I thought why not cook all three of these breasts, seasoned with garlic and Montreal Steak in a little bacon grease. I chopped them up in bite sized pieces portioned them into individual servings double wrapped in baggies and then sealed all the baggies into a freezer bag. I'm not a big meat eater so these three breasts will cover me for 10 days, or two weeks of lunch. Each portion costs me about $0.24 plus the minimal costs of seasoning and cheap baggies.

Supplement it with some sliced peaches or fresh vegetables and there you have it, lunch on less than $1.50 per day and it isn't frozen and full of sodium. Plus it has meat. My frozen dinners were pasta with broccoli or cheese, no meat at all. Now this has to be much healthier.

Now, what about dinner?

My husband cooked up some mostacholi sauce today using deer meat he was given by a neighbor. We had purchased canned goods a few years ago (remember, expiration dates are suggestions, a best by date). The entire crock pot of sauce probably cost less than $3. The deer meat has almost no fat and cooks up tender as a mother's love plus it shredded beautifully.
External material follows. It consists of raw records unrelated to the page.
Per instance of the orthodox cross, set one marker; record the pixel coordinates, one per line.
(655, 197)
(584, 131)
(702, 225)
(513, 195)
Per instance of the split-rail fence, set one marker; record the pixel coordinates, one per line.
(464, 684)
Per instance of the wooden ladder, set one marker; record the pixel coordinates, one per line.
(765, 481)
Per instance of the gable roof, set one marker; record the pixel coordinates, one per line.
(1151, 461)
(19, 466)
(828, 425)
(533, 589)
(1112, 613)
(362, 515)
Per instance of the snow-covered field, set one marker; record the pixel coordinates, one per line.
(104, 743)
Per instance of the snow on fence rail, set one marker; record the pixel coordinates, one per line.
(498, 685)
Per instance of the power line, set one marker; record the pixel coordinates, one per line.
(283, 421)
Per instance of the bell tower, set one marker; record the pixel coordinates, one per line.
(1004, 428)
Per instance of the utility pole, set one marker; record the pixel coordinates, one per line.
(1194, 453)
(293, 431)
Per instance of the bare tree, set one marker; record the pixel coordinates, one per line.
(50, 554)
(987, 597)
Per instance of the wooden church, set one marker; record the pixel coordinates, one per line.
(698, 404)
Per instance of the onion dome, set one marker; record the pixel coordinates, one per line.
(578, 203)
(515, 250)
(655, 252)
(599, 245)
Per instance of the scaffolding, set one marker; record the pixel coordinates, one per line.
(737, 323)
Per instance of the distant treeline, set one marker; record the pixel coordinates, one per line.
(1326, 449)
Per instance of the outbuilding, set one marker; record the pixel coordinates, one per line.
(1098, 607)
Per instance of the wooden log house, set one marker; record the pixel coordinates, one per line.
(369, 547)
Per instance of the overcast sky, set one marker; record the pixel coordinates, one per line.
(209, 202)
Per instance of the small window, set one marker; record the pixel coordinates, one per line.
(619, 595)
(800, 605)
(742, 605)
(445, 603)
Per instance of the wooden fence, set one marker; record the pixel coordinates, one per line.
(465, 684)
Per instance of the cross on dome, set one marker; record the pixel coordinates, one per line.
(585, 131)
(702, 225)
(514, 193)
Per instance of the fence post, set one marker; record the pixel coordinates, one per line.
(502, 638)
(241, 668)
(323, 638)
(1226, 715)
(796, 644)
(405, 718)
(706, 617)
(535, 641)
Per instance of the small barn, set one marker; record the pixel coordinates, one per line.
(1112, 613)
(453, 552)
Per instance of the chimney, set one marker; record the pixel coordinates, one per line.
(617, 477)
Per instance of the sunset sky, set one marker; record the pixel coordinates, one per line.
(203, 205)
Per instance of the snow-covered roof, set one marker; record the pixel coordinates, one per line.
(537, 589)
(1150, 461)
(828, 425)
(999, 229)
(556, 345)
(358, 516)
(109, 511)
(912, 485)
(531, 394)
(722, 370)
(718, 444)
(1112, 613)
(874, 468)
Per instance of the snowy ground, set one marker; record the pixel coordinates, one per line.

We cooked some rigatoni noodles and topped them with the sauce. We had a little garlic bread on the side as well. We used only a portion of the sauce, under $1 for the two of us so dinner today was $3 or less. A little more if you enjoy a side salad.

He will put the remainder of the sauce in bowls, placing them in the freezer just until firm and holds it shape. Remove it from the freezer and pop it out of the bowl. With our vacuum sealer we will be able to package up an individual day's serving of sauce for two. Then back into the freezer for longer term storage or until one has a yearning for mostacholi or spaghetti.

There are times where we lose sight of meat in our large deep freezer only to discover it later all freezer burnt. It makes a good day for the cats but to us it's throwing money out the door. My friend recently tossed out a $17 roast after finding it too freezer burnt to even stew. From now on we will purchase in quantity when we find a good sale and portion it in the vacuum bags. My neighbor has many other great ideas on using the vacuum sealer so I'll be pumping her for information in the days to come!

Frugal and prepared.





4 comments:

Michelle said...

I am going to try the vaccum seal ideal. We vacuum seal all the time. But have never done it after it's frozen.

Kathy Felsted Usher said...

You might have to wrap the frozen sauce in an inexpensive baggie and then use the vacuum bag, just so it won't suck the juices through and prevent a seal, if it's unfrozen at all.

Lea H @ Nourishing Treasures said...

Thanks for leaving your post here as part of the Living Well link-up! We appreciate the contribution!

Laurie said...

Thanks for linking up to the Living Well Blog Hop, and thanks for linking to me on your sidebar. I just bought a new vacuum sealer last week after my old one finally stopped working after over ten years of service. I love not having freezer burned foods.